Just finished After the Lie by Kerry Fisher on Audible. 

Sometimes a lie can split your life in two. There is “before”, and there is “after”. Try as you might – you can never go back.

When Lydia was a teenager, she made a decision that ruined her family’s life. They’ve spent the last thirty years living with the consequences and doing their best to pretend it never happened.

Lydia’s husband, the gorgeous and reliable Mark, and her two teenage children know nothing about that summer back in 1982. And that’s the way Lydia wants it to stay. The opportunity to come clean is long gone and now it’s not the lie that matters, it’s the betrayal of hiding the truth for so long.

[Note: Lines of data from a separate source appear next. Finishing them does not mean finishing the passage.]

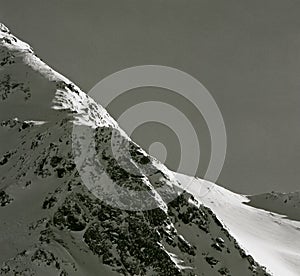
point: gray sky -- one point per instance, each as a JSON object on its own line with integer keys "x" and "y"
{"x": 246, "y": 53}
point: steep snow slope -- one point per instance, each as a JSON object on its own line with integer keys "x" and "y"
{"x": 287, "y": 204}
{"x": 271, "y": 239}
{"x": 52, "y": 224}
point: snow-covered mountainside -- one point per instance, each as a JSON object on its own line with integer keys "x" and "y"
{"x": 270, "y": 238}
{"x": 52, "y": 224}
{"x": 287, "y": 204}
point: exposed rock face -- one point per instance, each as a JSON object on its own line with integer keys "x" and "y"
{"x": 55, "y": 225}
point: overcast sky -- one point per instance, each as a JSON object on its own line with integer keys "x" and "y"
{"x": 246, "y": 53}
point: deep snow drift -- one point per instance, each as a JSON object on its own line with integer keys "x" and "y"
{"x": 52, "y": 224}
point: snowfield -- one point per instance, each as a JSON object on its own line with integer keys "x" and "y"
{"x": 272, "y": 239}
{"x": 52, "y": 223}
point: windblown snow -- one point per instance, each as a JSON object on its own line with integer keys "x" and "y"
{"x": 54, "y": 224}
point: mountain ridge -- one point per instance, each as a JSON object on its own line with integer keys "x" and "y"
{"x": 64, "y": 228}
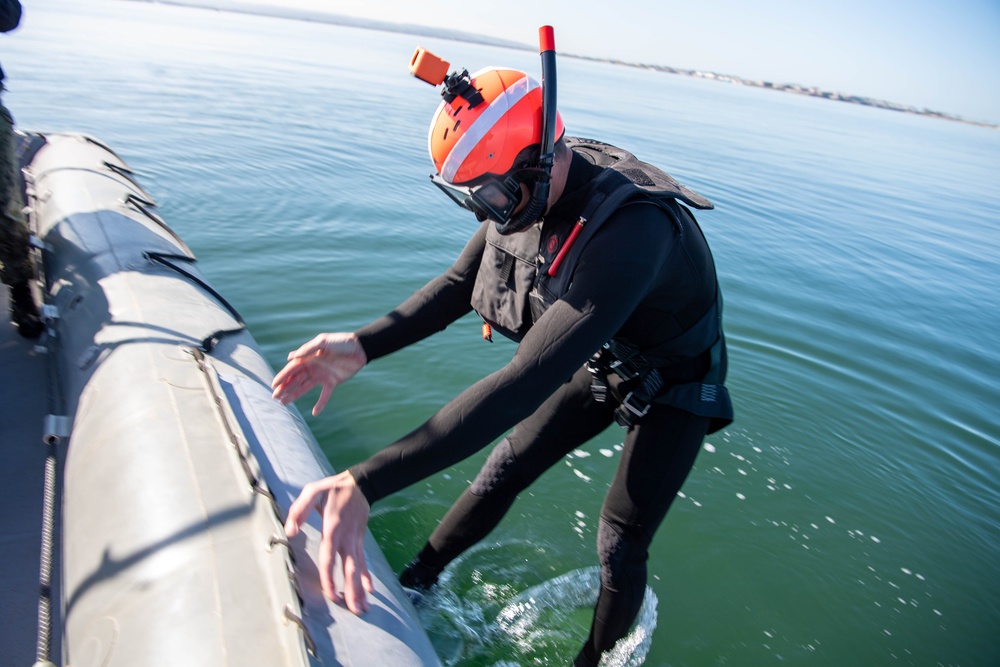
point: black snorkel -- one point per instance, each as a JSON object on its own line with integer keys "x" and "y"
{"x": 536, "y": 205}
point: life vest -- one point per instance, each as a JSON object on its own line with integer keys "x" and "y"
{"x": 521, "y": 275}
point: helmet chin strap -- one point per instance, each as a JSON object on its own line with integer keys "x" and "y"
{"x": 531, "y": 212}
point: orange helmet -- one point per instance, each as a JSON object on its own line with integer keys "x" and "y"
{"x": 470, "y": 140}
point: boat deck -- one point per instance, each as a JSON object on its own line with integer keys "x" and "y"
{"x": 23, "y": 406}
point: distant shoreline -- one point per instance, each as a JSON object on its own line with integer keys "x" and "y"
{"x": 455, "y": 35}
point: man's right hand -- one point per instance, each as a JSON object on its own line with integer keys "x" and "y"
{"x": 328, "y": 360}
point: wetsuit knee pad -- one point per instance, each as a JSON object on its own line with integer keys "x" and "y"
{"x": 497, "y": 471}
{"x": 622, "y": 556}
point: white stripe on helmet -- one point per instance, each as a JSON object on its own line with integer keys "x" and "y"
{"x": 481, "y": 127}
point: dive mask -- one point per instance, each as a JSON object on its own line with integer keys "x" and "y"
{"x": 494, "y": 198}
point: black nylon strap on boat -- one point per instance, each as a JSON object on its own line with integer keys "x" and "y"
{"x": 165, "y": 260}
{"x": 142, "y": 206}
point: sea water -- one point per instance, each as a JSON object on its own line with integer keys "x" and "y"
{"x": 850, "y": 516}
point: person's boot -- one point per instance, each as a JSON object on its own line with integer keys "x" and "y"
{"x": 417, "y": 579}
{"x": 24, "y": 312}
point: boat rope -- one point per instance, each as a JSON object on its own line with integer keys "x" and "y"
{"x": 54, "y": 432}
{"x": 167, "y": 260}
{"x": 43, "y": 645}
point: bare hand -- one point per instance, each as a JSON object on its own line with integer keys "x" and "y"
{"x": 345, "y": 520}
{"x": 327, "y": 360}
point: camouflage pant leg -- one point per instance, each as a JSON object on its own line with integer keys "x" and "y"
{"x": 16, "y": 263}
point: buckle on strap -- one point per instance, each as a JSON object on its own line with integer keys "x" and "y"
{"x": 631, "y": 410}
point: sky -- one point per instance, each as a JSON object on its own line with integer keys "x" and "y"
{"x": 942, "y": 55}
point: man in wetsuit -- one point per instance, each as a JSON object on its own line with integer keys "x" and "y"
{"x": 642, "y": 281}
{"x": 16, "y": 265}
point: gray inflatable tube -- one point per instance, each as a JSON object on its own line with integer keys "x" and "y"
{"x": 180, "y": 467}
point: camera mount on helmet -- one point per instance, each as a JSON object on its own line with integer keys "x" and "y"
{"x": 498, "y": 197}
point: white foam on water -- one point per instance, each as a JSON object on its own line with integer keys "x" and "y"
{"x": 556, "y": 599}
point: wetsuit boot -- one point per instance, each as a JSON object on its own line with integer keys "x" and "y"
{"x": 24, "y": 312}
{"x": 417, "y": 579}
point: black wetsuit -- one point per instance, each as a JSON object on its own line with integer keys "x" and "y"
{"x": 634, "y": 278}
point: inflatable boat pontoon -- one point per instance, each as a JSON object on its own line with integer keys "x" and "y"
{"x": 176, "y": 465}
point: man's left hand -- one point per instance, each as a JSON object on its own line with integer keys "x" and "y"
{"x": 345, "y": 520}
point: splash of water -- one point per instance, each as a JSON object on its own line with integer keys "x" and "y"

When someone from the past turns up as a parent at the school gates, Lydia feels the life she has worked so hard to build slipping through her fingers. The more desperate she becomes to safeguard her family, the more erratic her behaviour becomes. But when the happiness of her own teenage son, Jamie, hangs in the balance, Lydia is forced to make some impossible decisions. Can she protect him and still keep her own secret – and if she doesn’t, will her marriage and family survive?

I wasn't sure I would enjoy it, as I tend to gravitate to quite dark fiction and contemporary domestic dramas don't often grip me, but this was very well written and narrated. 

It almost lost me, as the beginning of the book really builds up the question what is the lie? The sort of things I read, I was thinking did she kill someone? Is it abuse?  - so when it was finally revealed, I sort of shrugged and went oh, is that it? But then it started to look more closely at the implications of that event and how it had affected the main character and those involved. As the story went on, it built my empathy and I could see how it could have been that devastating.

Definitely gave me pause for thought.

It's also quite humorous, with some nice one-liners. 

If my mother got any closer we could share a bra.

Overall, I enjoyed this one. Interesting questions over fidelity and social media. Possibly more of a horror story for readers who are parents. It has a satisfying ending, and there's a nice letter from the author after the last chapter.